Sering Dipakai untuk Mabuk, Ini Bahaya Menghirup Lem Aibon
- Irwandi
VIVA – Kabar pengadaan anggaran lem Aibon oleh Pemerintah Provinsi DKI Jakarta baru-baru ini menjadi sorotan. Dalam Anggaran Pendapatan dan Belanja Daerah (APBD) Jakarta 2020, pengadaan itu mencapai sekitar Rp82 miliar.
Pelaksana Tugas (Plt) Kepala Dinas Pendidikan DKI, Syaefuloh Hidayat mengakui usulan dana pembelian lem Aibon dalam komponen di sistem e-budgeting hanya sementara, karena masih akan melalui penyesuaian di perancangan final APBD.
Lem Aibon sendiri biasa digunakan untuk merekatkan berbagai macam benda. Beberapa tahun lalu, juga ramai diberitakan banyak anak yang mabuk dengan menghirup lem Aibon. Tapi apa sebenarnya bahan yang terkandung dalam lem ini hingga membuat mabuk?
Dikutip dari situs resmi Aica, Rabu, 30 Oktober, lem Aibon memiliki bahan dasar toluena. Ini merupakan cairan bening, mudah terbakar dan tidak larut dalam air dengan aroma khas pengencer cat.

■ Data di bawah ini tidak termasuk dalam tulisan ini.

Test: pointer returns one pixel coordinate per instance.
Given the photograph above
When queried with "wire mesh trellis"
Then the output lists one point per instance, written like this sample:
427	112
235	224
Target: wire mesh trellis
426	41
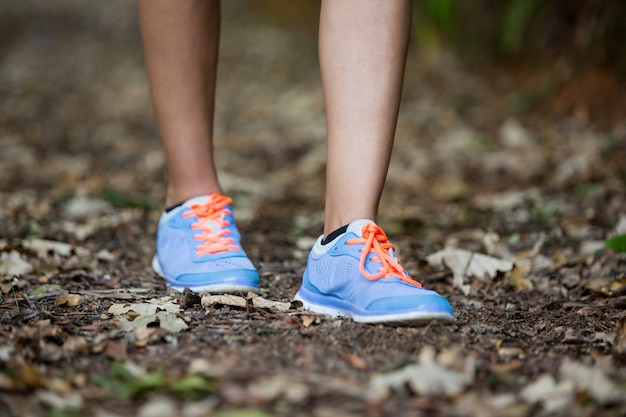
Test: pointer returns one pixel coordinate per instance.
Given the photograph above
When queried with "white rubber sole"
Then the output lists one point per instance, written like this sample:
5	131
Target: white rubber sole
211	288
411	318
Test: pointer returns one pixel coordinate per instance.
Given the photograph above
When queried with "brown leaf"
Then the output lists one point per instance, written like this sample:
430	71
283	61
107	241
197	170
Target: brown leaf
619	341
72	300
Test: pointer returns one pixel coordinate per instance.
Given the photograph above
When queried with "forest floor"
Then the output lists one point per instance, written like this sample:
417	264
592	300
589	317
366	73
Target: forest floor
490	163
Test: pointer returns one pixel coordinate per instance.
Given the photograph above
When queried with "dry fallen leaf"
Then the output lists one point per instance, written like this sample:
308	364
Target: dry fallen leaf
309	319
238	301
464	263
12	265
428	377
619	340
72	300
554	397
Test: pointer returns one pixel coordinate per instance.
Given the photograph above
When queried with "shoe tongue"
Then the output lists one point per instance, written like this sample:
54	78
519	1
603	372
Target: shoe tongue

Toluena dapat diserap ke dalam tubuh melalui inhalasi, pencernaan dan kontak kulit. Paparan toluena telah dikaitkan dengan pusing, halusinasi, masalah jantung dan dapat merusak janin.
Mereka yang terpapar dan menghirup toluena secara berlebihan kerap kali menimbulkan gejala seperti kelelahan, pusing, sakit kepala, kehilangan koordinasi atau pendengaran, euforia, insomnia, iritasi mata dan hidung
Menghirup lem Aibon juga dapat mengiritasi hidung dan tenggorokan dan dapat membahayakan sistem saraf. Gejala yang mungkin terjadi termasuk sakit kepala, mual, pusing, kantuk dan kebingungan. Paparan yang parah dapat menyebabkan ketidaksadaran.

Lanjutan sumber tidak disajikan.